Soberman stressed that as of now the appeal of ad-free streaming is still stronger than whatever FAST is offering. He knows people who have gone to “check out” the service, but still feel that SVOD is more suitable for them.
“Will these services that are free with advertising carve out a portion of the market, the answer is yes,” Soberman said. “Will it be higher than 25 or 30 per cent, I don’t think so because I think one of the reasons that people are so addicted to streaming is because they don’t have to watch advertising.”
Caraway echoed that ad-free is a custom that most consumers have gotten used to as part of their tv experience. Caraway is currently subscribed to four SVOD streaming services. He has only taken “a peek” at FAST streaming.
“I’ve gotten so used to advertising-free viewing that it’s hard for me to go back ,” he said. “When the commercials are interjected into the content that I’m after it feels so much more intrusive now than it used to 20 years ago when I was more acclimated to listening to advertisements.”
However, Wolk highlighted that commercials in FAST will be more targeted to its viewers and be shorter than what is shown on cable TV. A 2022 TVRev advertising report predicts that cable networks will continue to lose revenue made from advertisements because viewership will decrease each passing year and that the shift away from cable is inevitable.

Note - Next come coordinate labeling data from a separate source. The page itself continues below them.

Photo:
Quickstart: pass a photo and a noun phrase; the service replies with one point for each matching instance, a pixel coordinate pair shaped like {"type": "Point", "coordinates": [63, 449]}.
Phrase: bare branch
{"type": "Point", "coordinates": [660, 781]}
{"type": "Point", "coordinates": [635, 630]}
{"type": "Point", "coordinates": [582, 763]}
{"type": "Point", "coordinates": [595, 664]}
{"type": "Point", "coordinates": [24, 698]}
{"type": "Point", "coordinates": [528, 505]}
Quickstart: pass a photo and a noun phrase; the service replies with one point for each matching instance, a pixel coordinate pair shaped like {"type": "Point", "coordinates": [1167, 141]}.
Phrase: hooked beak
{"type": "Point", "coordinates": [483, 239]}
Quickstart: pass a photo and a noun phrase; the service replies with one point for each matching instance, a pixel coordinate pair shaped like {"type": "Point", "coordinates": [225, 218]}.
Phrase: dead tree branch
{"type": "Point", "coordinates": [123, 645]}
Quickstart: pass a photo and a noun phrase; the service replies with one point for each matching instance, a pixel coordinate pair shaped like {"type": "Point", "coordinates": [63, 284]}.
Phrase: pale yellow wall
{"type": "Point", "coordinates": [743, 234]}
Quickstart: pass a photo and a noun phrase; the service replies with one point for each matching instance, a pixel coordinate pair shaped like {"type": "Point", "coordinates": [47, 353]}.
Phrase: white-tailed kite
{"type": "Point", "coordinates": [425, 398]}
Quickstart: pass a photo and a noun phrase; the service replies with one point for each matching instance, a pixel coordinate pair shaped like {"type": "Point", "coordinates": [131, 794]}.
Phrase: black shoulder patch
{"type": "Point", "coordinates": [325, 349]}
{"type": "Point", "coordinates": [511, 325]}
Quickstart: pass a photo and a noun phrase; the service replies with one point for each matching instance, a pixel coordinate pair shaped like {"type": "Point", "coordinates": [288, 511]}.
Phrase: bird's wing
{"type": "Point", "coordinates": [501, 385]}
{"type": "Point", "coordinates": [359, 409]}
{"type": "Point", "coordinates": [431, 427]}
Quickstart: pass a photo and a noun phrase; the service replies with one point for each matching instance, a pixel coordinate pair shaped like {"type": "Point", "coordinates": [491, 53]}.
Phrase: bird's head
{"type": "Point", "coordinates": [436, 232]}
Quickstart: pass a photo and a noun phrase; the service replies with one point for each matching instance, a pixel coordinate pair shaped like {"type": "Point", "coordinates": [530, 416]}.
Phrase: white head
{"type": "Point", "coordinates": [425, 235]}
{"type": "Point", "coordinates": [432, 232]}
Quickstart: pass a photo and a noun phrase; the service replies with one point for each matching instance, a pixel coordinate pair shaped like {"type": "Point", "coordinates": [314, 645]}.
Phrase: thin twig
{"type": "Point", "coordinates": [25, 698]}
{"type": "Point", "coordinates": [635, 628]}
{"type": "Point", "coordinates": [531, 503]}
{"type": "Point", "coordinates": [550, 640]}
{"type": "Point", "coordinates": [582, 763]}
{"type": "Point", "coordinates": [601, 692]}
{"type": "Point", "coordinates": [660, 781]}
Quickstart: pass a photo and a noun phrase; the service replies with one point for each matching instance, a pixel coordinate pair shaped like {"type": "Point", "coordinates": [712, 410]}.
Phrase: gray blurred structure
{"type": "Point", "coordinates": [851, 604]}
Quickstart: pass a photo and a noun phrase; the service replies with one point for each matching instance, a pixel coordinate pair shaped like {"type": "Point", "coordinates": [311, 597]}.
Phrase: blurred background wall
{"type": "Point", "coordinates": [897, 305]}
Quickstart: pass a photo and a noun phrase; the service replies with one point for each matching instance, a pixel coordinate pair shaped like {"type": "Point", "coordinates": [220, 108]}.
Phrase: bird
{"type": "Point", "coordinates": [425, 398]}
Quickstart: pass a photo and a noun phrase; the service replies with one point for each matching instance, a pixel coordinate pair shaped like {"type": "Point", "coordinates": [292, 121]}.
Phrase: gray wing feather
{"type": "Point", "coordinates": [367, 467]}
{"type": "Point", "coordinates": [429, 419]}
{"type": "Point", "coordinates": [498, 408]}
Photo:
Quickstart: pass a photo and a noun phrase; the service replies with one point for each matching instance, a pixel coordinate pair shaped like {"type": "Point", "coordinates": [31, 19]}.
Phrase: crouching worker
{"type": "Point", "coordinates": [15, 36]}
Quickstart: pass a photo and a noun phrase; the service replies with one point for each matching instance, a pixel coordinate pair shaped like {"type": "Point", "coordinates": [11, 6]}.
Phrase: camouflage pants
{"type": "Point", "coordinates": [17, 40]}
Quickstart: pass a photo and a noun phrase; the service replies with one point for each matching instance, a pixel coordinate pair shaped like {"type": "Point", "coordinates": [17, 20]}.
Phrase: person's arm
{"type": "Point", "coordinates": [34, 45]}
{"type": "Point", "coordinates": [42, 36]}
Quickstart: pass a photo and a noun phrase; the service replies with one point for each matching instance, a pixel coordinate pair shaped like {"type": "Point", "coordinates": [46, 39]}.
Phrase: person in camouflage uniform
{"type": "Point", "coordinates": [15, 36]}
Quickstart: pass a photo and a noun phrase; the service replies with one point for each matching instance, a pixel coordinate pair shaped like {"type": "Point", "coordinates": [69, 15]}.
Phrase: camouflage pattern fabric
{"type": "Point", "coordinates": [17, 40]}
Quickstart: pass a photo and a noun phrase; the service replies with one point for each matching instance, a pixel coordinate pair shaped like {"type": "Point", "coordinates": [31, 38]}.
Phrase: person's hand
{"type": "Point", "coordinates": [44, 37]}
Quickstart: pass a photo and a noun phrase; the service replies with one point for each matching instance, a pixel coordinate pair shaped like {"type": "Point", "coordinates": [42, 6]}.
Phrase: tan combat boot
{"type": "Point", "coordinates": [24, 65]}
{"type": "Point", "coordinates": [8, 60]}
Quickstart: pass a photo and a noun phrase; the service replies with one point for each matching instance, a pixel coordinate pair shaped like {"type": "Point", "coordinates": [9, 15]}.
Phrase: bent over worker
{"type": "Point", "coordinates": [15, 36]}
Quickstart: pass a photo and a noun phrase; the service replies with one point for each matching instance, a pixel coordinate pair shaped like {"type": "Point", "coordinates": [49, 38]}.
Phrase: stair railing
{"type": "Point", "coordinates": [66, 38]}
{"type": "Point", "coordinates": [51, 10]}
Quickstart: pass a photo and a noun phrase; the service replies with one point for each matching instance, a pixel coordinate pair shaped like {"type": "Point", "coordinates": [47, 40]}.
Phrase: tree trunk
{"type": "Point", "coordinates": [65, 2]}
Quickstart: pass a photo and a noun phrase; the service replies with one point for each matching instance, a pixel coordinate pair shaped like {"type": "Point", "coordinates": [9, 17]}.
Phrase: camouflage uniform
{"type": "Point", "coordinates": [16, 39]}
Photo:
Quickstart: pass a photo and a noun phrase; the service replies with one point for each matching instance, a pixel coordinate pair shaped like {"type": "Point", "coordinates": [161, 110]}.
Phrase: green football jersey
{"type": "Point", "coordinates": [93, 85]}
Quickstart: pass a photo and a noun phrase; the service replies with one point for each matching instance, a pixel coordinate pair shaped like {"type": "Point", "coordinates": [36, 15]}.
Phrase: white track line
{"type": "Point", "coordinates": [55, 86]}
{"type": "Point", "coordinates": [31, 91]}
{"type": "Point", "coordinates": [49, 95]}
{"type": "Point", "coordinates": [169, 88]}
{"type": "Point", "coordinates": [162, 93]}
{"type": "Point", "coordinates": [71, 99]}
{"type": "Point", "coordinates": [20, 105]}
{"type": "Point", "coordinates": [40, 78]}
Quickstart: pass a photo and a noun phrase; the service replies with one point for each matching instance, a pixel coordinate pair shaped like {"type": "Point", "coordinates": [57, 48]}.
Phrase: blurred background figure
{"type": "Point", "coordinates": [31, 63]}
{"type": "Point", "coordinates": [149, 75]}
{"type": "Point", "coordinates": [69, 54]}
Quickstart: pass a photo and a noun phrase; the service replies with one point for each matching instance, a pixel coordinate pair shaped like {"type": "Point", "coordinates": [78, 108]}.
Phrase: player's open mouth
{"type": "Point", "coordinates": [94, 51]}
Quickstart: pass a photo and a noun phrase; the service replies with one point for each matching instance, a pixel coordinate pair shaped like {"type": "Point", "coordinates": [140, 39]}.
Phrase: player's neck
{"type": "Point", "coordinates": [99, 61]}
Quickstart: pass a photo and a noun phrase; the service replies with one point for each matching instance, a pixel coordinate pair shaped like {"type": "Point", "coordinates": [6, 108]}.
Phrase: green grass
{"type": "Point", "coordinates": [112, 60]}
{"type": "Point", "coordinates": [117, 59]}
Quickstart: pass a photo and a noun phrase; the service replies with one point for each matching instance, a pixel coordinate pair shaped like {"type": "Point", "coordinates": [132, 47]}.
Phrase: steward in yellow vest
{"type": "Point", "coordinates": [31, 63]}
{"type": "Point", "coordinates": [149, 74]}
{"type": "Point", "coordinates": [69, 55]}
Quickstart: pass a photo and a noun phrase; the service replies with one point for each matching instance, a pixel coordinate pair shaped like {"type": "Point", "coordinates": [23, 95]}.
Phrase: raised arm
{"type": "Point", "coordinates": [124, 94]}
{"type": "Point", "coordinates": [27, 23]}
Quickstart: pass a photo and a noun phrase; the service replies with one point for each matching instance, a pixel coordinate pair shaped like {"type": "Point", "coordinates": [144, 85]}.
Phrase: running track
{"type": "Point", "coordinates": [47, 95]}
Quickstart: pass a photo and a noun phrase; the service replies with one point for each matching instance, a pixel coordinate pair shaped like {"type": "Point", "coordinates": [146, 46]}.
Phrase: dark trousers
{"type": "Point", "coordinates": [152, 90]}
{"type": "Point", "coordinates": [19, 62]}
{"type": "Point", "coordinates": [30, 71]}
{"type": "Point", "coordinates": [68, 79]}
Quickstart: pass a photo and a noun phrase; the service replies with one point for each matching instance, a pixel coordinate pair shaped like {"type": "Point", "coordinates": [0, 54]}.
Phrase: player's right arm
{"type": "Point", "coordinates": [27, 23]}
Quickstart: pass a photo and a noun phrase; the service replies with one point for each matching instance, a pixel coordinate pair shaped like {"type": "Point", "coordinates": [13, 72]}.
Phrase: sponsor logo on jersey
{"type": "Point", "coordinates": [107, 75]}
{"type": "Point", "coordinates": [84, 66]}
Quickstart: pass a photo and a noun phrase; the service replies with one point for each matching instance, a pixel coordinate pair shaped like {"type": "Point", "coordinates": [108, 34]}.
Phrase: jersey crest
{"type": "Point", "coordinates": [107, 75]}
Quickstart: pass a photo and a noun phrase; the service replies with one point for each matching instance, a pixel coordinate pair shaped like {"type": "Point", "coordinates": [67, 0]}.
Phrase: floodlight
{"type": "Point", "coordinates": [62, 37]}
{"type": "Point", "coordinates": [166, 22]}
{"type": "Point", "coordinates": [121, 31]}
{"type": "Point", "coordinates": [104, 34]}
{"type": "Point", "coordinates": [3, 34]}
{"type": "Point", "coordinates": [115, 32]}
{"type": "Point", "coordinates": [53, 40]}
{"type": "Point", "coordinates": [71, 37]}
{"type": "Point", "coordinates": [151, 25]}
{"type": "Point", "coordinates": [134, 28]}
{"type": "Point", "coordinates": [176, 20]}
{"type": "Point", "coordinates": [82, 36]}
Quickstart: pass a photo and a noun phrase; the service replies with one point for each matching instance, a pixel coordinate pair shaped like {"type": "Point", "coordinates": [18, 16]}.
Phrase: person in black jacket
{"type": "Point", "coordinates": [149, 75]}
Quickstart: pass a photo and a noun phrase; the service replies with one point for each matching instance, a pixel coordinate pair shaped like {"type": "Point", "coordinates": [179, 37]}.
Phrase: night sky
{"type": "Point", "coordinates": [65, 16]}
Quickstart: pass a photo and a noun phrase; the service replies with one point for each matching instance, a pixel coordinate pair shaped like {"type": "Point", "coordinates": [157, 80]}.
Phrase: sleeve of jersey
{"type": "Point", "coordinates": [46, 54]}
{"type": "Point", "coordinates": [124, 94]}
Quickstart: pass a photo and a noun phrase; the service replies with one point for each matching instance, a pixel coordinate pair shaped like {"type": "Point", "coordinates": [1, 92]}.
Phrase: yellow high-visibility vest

“Eventually it will no longer be profitable for the cable companies to strike deals with cable networks,” Wolk said. “At some point [cable companies] are going to say ‘yeah, it’s not worth it anymore’.”
But he stressed that the changes in the industry are as slow and as small as a “drip” of water and said that “cord-cutting” and the full switch to streaming will be a long process. His interest remained in FAST as it follows in the same footsteps as cable TV did during its growth in popularity many years ago.
“[Cable TV] grew up,” he said. “You’re starting to see that with FAST now. That they’re growing up and becoming better versions of what they were.”.
Wolk predicted that by 2027 the majority of TV viewership will be in streaming. That SVOD will be viewed as the new primetime, and FAST will be viewed as the new cable.